A centrifuge rotor rotating at 13,000 rpm is shut off and is eventually brought uniformly to rest by a frictional torque of 1.30 m·N. If the mass of the rotor is 4.80 kg and it can be approximated as a solid cylinder of radius 0.0710 m, through how many revolutions will the rotor turn before coming to rest?
To find the number of revolutions the rotor will make before coming to rest, we need to calculate the initial angular velocity of the rotor and then use it to find the time it takes to come to rest.
Step 1: Calculate the initial angular velocity (ωi)
The angular velocity of the rotor can be determined using the formula:
ωi = 2πf
where ωi is the initial angular velocity and f is the initial frequency in Hz (revolutions per second).

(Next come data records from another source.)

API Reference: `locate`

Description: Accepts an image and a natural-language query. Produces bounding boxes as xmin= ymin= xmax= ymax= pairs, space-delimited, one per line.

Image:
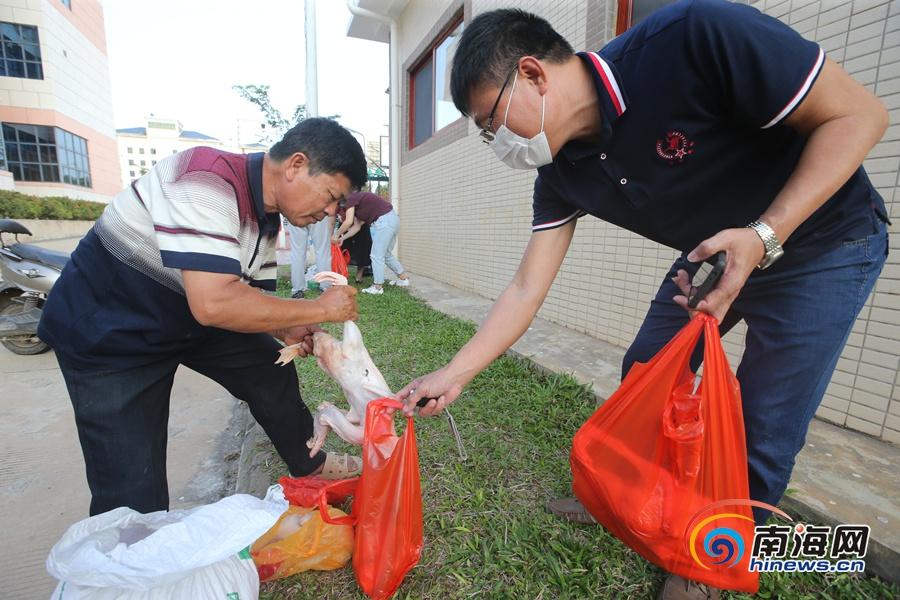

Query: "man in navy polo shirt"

xmin=38 ymin=119 xmax=366 ymax=515
xmin=398 ymin=0 xmax=887 ymax=598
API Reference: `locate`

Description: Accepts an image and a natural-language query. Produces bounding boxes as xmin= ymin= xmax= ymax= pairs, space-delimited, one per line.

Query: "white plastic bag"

xmin=47 ymin=485 xmax=288 ymax=600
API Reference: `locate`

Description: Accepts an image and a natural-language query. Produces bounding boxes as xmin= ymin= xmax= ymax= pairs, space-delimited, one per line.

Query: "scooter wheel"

xmin=0 ymin=302 xmax=50 ymax=355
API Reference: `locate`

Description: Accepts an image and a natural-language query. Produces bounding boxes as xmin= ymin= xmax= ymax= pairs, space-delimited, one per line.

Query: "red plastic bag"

xmin=278 ymin=475 xmax=359 ymax=508
xmin=570 ymin=314 xmax=759 ymax=593
xmin=319 ymin=398 xmax=423 ymax=600
xmin=331 ymin=242 xmax=350 ymax=277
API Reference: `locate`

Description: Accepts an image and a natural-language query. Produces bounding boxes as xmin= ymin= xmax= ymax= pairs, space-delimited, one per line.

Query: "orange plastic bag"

xmin=278 ymin=475 xmax=359 ymax=508
xmin=319 ymin=398 xmax=422 ymax=600
xmin=570 ymin=314 xmax=759 ymax=593
xmin=331 ymin=242 xmax=350 ymax=277
xmin=250 ymin=506 xmax=353 ymax=581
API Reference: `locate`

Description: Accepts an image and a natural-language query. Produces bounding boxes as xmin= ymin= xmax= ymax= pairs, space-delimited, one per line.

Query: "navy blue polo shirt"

xmin=533 ymin=0 xmax=887 ymax=269
xmin=38 ymin=148 xmax=279 ymax=369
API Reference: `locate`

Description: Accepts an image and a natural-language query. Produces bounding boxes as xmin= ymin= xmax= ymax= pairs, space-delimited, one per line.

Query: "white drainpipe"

xmin=303 ymin=0 xmax=319 ymax=117
xmin=347 ymin=0 xmax=400 ymax=212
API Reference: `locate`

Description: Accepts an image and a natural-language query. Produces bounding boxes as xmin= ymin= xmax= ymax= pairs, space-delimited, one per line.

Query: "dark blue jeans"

xmin=622 ymin=224 xmax=887 ymax=523
xmin=57 ymin=330 xmax=325 ymax=515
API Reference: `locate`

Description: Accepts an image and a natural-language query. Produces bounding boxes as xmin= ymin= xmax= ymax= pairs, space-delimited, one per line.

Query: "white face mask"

xmin=491 ymin=71 xmax=553 ymax=169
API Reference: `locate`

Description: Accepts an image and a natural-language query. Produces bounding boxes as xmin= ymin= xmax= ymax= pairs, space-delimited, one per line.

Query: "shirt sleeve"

xmin=531 ymin=174 xmax=586 ymax=232
xmin=250 ymin=241 xmax=278 ymax=292
xmin=686 ymin=0 xmax=825 ymax=129
xmin=151 ymin=171 xmax=241 ymax=277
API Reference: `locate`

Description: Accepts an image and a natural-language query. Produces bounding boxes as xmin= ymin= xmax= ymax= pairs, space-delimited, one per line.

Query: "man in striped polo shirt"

xmin=399 ymin=0 xmax=888 ymax=599
xmin=38 ymin=119 xmax=366 ymax=515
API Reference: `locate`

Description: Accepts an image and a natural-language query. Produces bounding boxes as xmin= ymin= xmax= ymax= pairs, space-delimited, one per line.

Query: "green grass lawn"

xmin=261 ymin=268 xmax=900 ymax=600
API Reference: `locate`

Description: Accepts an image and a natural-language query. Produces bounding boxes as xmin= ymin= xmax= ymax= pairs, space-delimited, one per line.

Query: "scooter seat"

xmin=7 ymin=244 xmax=69 ymax=270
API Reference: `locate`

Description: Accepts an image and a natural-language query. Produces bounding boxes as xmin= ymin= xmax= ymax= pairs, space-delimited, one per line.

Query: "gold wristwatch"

xmin=747 ymin=221 xmax=784 ymax=269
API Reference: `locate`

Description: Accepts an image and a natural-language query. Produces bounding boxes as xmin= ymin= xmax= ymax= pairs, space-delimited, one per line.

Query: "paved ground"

xmin=0 ymin=240 xmax=247 ymax=600
xmin=410 ymin=275 xmax=900 ymax=581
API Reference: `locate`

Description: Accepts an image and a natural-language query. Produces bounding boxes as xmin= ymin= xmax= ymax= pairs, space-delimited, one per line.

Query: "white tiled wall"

xmin=400 ymin=0 xmax=900 ymax=443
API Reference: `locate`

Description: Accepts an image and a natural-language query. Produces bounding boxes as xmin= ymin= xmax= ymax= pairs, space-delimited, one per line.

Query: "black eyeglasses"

xmin=478 ymin=63 xmax=519 ymax=144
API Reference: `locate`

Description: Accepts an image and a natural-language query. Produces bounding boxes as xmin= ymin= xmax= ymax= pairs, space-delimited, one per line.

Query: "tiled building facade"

xmin=360 ymin=0 xmax=900 ymax=443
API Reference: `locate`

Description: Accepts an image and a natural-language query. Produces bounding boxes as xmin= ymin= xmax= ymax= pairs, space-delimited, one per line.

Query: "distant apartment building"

xmin=0 ymin=0 xmax=121 ymax=201
xmin=116 ymin=116 xmax=229 ymax=186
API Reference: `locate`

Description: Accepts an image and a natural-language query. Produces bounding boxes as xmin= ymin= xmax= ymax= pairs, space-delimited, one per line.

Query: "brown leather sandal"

xmin=547 ymin=498 xmax=597 ymax=525
xmin=318 ymin=452 xmax=362 ymax=479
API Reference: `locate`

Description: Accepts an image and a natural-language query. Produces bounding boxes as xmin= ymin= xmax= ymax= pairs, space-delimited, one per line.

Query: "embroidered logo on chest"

xmin=656 ymin=131 xmax=694 ymax=165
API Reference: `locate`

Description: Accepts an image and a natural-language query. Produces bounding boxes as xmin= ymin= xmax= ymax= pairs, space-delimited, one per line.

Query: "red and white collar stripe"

xmin=762 ymin=48 xmax=825 ymax=129
xmin=587 ymin=52 xmax=625 ymax=116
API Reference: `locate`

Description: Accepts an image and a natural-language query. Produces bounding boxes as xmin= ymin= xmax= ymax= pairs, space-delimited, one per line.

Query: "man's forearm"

xmin=341 ymin=222 xmax=362 ymax=240
xmin=191 ymin=281 xmax=326 ymax=337
xmin=760 ymin=110 xmax=884 ymax=243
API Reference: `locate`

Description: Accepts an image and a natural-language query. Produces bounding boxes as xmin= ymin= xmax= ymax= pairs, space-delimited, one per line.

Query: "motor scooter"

xmin=0 ymin=219 xmax=69 ymax=354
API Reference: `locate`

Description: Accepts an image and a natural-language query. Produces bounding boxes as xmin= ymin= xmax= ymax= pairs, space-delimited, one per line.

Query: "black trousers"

xmin=57 ymin=330 xmax=325 ymax=515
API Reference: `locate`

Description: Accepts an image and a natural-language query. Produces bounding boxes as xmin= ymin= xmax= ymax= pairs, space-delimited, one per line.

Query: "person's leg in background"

xmin=735 ymin=226 xmax=887 ymax=524
xmin=350 ymin=223 xmax=372 ymax=283
xmin=363 ymin=217 xmax=390 ymax=294
xmin=287 ymin=224 xmax=309 ymax=298
xmin=182 ymin=330 xmax=362 ymax=477
xmin=309 ymin=217 xmax=334 ymax=290
xmin=57 ymin=355 xmax=178 ymax=516
xmin=378 ymin=211 xmax=409 ymax=286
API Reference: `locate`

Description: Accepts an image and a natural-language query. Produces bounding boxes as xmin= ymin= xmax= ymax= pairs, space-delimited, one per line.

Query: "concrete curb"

xmin=234 ymin=402 xmax=272 ymax=498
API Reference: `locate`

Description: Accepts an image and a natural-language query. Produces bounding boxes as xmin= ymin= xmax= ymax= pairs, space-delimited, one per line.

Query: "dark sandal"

xmin=319 ymin=452 xmax=362 ymax=479
xmin=547 ymin=498 xmax=597 ymax=525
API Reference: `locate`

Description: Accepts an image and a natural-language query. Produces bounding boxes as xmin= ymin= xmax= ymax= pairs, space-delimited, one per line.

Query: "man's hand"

xmin=274 ymin=325 xmax=325 ymax=358
xmin=396 ymin=367 xmax=463 ymax=417
xmin=313 ymin=286 xmax=358 ymax=323
xmin=672 ymin=227 xmax=766 ymax=323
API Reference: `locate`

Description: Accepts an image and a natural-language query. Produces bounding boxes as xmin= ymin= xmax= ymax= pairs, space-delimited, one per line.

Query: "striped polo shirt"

xmin=38 ymin=147 xmax=279 ymax=368
xmin=96 ymin=147 xmax=278 ymax=291
xmin=532 ymin=0 xmax=887 ymax=273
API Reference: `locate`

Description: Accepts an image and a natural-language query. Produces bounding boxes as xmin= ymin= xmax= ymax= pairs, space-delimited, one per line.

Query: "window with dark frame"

xmin=0 ymin=21 xmax=44 ymax=79
xmin=408 ymin=12 xmax=463 ymax=148
xmin=616 ymin=0 xmax=676 ymax=35
xmin=2 ymin=123 xmax=91 ymax=188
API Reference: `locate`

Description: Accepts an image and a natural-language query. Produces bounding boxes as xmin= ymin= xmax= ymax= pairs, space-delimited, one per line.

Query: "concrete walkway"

xmin=0 ymin=238 xmax=248 ymax=600
xmin=410 ymin=275 xmax=900 ymax=582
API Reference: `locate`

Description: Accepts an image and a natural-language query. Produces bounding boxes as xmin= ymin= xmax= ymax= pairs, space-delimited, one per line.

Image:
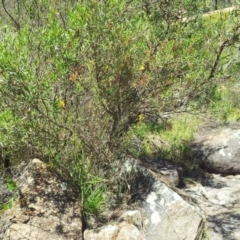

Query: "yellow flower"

xmin=138 ymin=113 xmax=145 ymax=124
xmin=138 ymin=65 xmax=145 ymax=71
xmin=58 ymin=99 xmax=65 ymax=108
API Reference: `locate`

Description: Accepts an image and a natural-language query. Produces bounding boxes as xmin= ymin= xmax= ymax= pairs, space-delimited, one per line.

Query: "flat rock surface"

xmin=191 ymin=122 xmax=240 ymax=174
xmin=184 ymin=174 xmax=240 ymax=240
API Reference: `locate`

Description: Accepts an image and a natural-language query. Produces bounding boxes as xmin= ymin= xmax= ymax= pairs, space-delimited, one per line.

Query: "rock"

xmin=191 ymin=122 xmax=240 ymax=174
xmin=84 ymin=210 xmax=146 ymax=240
xmin=142 ymin=182 xmax=203 ymax=240
xmin=185 ymin=174 xmax=240 ymax=240
xmin=139 ymin=157 xmax=183 ymax=187
xmin=0 ymin=159 xmax=82 ymax=240
xmin=84 ymin=159 xmax=203 ymax=240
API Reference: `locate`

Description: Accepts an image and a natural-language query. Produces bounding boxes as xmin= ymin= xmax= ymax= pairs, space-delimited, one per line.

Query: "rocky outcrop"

xmin=0 ymin=159 xmax=82 ymax=240
xmin=185 ymin=174 xmax=240 ymax=240
xmin=84 ymin=159 xmax=203 ymax=240
xmin=191 ymin=123 xmax=240 ymax=174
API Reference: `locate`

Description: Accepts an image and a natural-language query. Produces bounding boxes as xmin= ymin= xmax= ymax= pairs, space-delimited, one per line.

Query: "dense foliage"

xmin=0 ymin=0 xmax=240 ymax=219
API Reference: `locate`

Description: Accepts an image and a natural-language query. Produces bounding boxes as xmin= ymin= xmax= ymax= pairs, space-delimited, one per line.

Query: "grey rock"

xmin=191 ymin=123 xmax=240 ymax=174
xmin=185 ymin=174 xmax=240 ymax=240
xmin=0 ymin=159 xmax=82 ymax=240
xmin=84 ymin=159 xmax=203 ymax=240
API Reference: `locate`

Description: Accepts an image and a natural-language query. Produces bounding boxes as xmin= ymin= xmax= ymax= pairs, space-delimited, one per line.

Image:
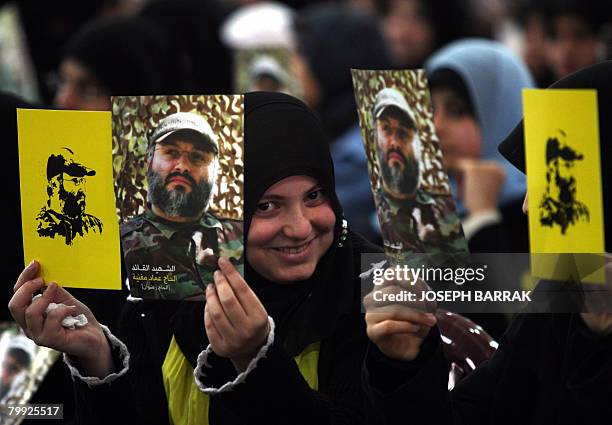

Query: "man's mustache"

xmin=386 ymin=148 xmax=408 ymax=165
xmin=164 ymin=173 xmax=197 ymax=187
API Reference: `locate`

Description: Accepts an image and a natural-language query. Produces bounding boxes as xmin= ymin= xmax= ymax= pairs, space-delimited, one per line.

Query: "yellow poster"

xmin=523 ymin=89 xmax=604 ymax=278
xmin=17 ymin=109 xmax=121 ymax=289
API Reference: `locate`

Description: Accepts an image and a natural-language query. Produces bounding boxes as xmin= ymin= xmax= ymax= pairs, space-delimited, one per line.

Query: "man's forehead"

xmin=376 ymin=108 xmax=414 ymax=129
xmin=158 ymin=135 xmax=215 ymax=154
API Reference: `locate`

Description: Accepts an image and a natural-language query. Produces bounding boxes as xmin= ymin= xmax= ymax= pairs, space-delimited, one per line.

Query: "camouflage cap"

xmin=149 ymin=112 xmax=219 ymax=154
xmin=47 ymin=148 xmax=96 ymax=180
xmin=373 ymin=87 xmax=416 ymax=128
xmin=249 ymin=55 xmax=287 ymax=84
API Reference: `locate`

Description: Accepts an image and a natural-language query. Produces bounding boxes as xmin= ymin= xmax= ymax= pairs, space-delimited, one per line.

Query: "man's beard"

xmin=555 ymin=174 xmax=576 ymax=204
xmin=58 ymin=185 xmax=85 ymax=218
xmin=147 ymin=170 xmax=212 ymax=217
xmin=378 ymin=144 xmax=419 ymax=195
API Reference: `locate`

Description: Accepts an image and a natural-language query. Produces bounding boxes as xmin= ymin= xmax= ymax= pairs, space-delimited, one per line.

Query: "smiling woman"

xmin=9 ymin=92 xmax=381 ymax=425
xmin=247 ymin=176 xmax=336 ymax=283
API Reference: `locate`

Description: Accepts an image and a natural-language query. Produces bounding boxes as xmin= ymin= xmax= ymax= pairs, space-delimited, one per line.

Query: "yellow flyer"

xmin=17 ymin=109 xmax=121 ymax=289
xmin=523 ymin=89 xmax=604 ymax=279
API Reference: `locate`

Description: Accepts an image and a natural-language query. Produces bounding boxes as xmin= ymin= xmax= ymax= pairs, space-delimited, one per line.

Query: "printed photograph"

xmin=352 ymin=70 xmax=467 ymax=258
xmin=113 ymin=95 xmax=244 ymax=300
xmin=0 ymin=323 xmax=59 ymax=425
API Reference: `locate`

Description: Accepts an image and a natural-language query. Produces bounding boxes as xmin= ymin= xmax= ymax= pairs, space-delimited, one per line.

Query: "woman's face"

xmin=246 ymin=176 xmax=336 ymax=283
xmin=431 ymin=88 xmax=482 ymax=167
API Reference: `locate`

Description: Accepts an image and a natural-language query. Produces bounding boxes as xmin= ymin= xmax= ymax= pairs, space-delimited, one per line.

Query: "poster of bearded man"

xmin=352 ymin=70 xmax=467 ymax=258
xmin=113 ymin=95 xmax=244 ymax=300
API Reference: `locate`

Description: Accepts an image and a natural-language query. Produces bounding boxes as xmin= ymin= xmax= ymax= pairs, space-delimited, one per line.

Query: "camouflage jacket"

xmin=121 ymin=211 xmax=244 ymax=299
xmin=36 ymin=207 xmax=102 ymax=245
xmin=376 ymin=189 xmax=467 ymax=256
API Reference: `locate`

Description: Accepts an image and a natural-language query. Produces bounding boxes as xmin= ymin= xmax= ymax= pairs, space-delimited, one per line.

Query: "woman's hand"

xmin=452 ymin=159 xmax=506 ymax=215
xmin=8 ymin=262 xmax=114 ymax=378
xmin=204 ymin=258 xmax=270 ymax=371
xmin=363 ymin=270 xmax=437 ymax=361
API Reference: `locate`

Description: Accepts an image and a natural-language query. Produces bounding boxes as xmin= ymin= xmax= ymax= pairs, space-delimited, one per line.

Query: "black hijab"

xmin=499 ymin=61 xmax=612 ymax=252
xmin=173 ymin=92 xmax=368 ymax=364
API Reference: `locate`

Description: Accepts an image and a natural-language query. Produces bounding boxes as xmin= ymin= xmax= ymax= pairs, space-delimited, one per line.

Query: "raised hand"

xmin=449 ymin=159 xmax=506 ymax=215
xmin=8 ymin=262 xmax=114 ymax=377
xmin=204 ymin=258 xmax=270 ymax=371
xmin=363 ymin=266 xmax=437 ymax=361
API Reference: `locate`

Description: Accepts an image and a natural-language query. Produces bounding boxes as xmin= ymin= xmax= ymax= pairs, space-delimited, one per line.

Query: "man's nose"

xmin=434 ymin=112 xmax=446 ymax=140
xmin=283 ymin=206 xmax=312 ymax=240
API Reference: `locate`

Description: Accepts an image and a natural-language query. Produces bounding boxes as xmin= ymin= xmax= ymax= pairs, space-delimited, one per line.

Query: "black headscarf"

xmin=173 ymin=92 xmax=378 ymax=362
xmin=499 ymin=61 xmax=612 ymax=252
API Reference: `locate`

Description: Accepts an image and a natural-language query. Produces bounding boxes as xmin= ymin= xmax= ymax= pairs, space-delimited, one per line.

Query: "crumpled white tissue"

xmin=32 ymin=294 xmax=89 ymax=329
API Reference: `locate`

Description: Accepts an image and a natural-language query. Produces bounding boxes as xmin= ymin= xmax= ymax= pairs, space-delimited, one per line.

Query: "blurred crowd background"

xmin=0 ymin=0 xmax=612 ymax=264
xmin=0 ymin=0 xmax=612 ymax=278
xmin=0 ymin=0 xmax=612 ymax=418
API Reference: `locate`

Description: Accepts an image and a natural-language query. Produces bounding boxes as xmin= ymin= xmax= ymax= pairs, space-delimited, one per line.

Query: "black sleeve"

xmin=74 ymin=302 xmax=169 ymax=425
xmin=204 ymin=316 xmax=367 ymax=425
xmin=362 ymin=327 xmax=452 ymax=425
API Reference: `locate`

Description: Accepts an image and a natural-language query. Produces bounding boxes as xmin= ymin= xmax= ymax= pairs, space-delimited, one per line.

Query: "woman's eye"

xmin=306 ymin=189 xmax=323 ymax=201
xmin=257 ymin=202 xmax=274 ymax=212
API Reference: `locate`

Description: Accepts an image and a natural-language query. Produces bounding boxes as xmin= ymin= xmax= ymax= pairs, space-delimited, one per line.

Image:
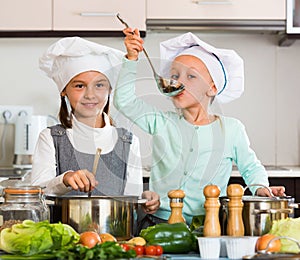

Since the rotor is rotating at 13,000 rpm, we need to convert this to Hz by dividing by 60.
f = 13,000 rpm / 60 = 216.67 Hz
ωi = 2π × 216.67 = 1361.37 rad/s
Step 2: Calculate the deceleration (α)
The deceleration of the rotor can be determined using the formula:
α = τ / I
where α is the deceleration, τ is the frictional torque (1.30 m·N), and I is the moment of inertia of the rotor.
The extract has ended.